While the amendment outlines specific permission given to medical marijuana treatment centers that are licensed by the state to operate pot businesses, there “is no explicit language authorizing qualified patients to grow, cultivate, or process marijuana,” the judges found.

“Had the drafters intended for qualified patients to be able to cultivate or process medical marijuana, that language would have been included in the definition of medical use; it was not,” they wrote.

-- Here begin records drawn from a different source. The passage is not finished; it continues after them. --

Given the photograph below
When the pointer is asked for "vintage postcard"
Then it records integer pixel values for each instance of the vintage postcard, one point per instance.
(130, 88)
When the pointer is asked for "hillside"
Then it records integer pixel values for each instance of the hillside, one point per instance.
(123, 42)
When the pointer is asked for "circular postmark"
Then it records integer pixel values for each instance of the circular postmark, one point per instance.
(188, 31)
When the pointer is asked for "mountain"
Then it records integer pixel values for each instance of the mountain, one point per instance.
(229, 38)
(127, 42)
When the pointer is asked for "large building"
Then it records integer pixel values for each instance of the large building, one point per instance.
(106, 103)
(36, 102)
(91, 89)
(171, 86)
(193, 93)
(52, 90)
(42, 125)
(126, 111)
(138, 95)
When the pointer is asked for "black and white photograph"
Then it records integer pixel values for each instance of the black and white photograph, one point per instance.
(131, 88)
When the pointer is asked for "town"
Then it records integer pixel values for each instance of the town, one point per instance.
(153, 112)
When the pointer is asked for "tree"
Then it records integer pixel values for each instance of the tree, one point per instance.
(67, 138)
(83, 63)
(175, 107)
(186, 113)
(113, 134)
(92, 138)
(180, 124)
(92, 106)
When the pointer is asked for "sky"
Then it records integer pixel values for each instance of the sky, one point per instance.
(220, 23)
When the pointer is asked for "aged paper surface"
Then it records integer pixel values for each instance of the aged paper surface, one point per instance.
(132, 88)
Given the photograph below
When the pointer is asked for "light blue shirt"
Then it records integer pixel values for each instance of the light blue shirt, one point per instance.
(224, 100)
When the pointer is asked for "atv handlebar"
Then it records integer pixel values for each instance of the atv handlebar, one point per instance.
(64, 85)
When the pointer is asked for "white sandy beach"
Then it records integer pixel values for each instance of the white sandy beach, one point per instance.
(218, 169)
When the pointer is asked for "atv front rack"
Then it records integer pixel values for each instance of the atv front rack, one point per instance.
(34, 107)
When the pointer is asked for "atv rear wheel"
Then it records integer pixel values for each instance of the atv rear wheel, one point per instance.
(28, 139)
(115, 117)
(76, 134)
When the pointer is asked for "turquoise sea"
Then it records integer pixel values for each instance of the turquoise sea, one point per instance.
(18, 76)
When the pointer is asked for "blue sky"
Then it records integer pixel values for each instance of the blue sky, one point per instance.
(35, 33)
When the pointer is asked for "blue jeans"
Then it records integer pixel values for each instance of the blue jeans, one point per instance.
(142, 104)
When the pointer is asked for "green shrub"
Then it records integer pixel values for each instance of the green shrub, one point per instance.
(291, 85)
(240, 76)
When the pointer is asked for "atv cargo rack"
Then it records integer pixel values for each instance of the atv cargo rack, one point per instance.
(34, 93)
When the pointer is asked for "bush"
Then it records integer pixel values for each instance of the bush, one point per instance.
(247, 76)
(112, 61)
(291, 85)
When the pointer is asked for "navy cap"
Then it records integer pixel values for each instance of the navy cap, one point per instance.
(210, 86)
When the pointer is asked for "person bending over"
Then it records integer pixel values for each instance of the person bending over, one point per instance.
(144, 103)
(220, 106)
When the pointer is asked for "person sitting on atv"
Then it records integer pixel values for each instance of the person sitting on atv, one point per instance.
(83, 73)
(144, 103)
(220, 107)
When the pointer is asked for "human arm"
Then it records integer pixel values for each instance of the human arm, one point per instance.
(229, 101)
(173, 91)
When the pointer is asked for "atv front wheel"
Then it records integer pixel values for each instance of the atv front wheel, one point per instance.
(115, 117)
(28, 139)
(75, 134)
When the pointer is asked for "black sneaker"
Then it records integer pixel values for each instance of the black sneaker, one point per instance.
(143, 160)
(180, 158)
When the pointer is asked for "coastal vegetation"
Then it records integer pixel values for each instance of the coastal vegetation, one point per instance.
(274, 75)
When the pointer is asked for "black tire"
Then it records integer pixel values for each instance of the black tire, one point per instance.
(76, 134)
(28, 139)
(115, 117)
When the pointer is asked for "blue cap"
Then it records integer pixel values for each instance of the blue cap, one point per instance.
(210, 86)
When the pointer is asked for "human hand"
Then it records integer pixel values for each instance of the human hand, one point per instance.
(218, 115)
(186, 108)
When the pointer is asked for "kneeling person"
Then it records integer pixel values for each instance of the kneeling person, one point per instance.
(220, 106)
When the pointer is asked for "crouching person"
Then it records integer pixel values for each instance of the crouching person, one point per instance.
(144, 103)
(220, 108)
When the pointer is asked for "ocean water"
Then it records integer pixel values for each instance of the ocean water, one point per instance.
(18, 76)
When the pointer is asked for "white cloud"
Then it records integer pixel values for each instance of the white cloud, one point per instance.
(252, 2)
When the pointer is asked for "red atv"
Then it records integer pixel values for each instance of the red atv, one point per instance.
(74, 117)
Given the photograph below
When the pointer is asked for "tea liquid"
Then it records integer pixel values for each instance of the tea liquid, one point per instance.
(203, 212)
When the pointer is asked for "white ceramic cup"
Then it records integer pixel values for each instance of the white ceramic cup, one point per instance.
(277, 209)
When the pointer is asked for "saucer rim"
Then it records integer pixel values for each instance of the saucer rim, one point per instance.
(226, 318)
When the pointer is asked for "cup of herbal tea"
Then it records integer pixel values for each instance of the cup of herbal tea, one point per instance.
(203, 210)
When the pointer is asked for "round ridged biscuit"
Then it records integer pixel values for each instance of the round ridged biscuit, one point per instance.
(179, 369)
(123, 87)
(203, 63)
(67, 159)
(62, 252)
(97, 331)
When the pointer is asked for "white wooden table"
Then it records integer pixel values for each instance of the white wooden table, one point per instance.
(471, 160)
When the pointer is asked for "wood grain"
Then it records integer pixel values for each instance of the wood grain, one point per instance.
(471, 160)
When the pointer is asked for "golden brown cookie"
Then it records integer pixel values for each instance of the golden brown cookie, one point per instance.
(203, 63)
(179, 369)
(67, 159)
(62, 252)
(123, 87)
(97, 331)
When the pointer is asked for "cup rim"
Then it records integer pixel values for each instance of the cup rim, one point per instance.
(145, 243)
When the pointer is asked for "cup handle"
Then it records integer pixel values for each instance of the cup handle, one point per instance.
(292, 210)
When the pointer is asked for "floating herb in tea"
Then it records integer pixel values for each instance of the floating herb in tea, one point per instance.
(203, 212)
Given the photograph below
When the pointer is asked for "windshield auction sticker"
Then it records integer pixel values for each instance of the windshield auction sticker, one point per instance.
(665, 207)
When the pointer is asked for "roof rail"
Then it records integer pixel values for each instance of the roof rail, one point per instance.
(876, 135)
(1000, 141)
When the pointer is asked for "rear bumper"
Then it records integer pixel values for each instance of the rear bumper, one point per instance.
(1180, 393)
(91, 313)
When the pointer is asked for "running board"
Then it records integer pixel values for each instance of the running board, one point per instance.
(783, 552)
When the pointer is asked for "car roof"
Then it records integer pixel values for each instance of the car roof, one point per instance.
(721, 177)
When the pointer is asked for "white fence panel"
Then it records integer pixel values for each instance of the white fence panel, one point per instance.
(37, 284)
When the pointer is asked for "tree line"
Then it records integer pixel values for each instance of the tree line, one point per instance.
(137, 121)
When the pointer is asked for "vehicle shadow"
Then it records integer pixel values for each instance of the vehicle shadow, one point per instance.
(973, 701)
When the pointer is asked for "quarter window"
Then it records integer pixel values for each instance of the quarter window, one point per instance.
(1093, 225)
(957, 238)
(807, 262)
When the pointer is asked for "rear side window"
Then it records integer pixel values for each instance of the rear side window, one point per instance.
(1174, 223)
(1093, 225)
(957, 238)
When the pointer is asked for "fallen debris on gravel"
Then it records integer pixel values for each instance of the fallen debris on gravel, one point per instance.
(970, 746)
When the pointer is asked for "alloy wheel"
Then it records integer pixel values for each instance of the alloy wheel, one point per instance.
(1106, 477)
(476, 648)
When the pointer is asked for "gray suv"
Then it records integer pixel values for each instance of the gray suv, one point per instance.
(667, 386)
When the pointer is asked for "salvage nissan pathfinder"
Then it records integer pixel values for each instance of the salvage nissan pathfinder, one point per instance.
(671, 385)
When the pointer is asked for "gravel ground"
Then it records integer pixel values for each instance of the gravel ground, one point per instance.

The amendment also gives state health officials the duty to regulate medical marijuana operators’ cultivation practices, the judges noted.

“Without the ability to regulate the cultivation practices of qualified patients, the department would not be able to ensure that qualified patients are safely using marijuana,” the decision said.

Luke Lirot, an attorney for Redner, told The News Service of Florida the appellate court “parsed through (the language of the amendment) to come up with a way that would deny Mr. Redner and others that are similarly situated this important constitutional right.”

Health officials were “obligated” to allow Redner and others to grow their own medical marijuana “since the Constitution said you can possess a growing plant,” Lirot said.

Instead, the appeals court “did some linguistic calisthenics just to try to say no,” the lawyer added.

Lirot said he hoped to have a more successful outcome by appealing to the Florida Supreme Court.

“Certainly, they, as the accomplished jurists that they are, are duty-bound to correct this error, and to conclude that the Constitution actually says what it says,” he said.

Gievers’ ruling was put on hold when the state filed an appeal last April. Redner’s lawyers asked the Florida Supreme Court to lift the stay, but the high court refused to jump into the dispute.

The home-grow case is one of a series of legal and administrative challenges that have faced the state after the passage of the constitutional amendment. In a separate case, Gievers ruled that patients should be allowed to smoke marijuana as a treatment, finding that a state ban on smoking medical marijuana ran afoul of the Constitution. The state, under former Gov. Rick Scott, appealed that decision.

Shortly after he took office in January, Gov. Ron DeSantis issued an ultimatum to lawmakers.  He threatened to drop the appeal if lawmakers, who are in session until May 3, did not repeal the smoking ban by mid-March. The Legislature complied, and several of the state’s medical marijuana operators are now selling whole-flower cannabis to patients.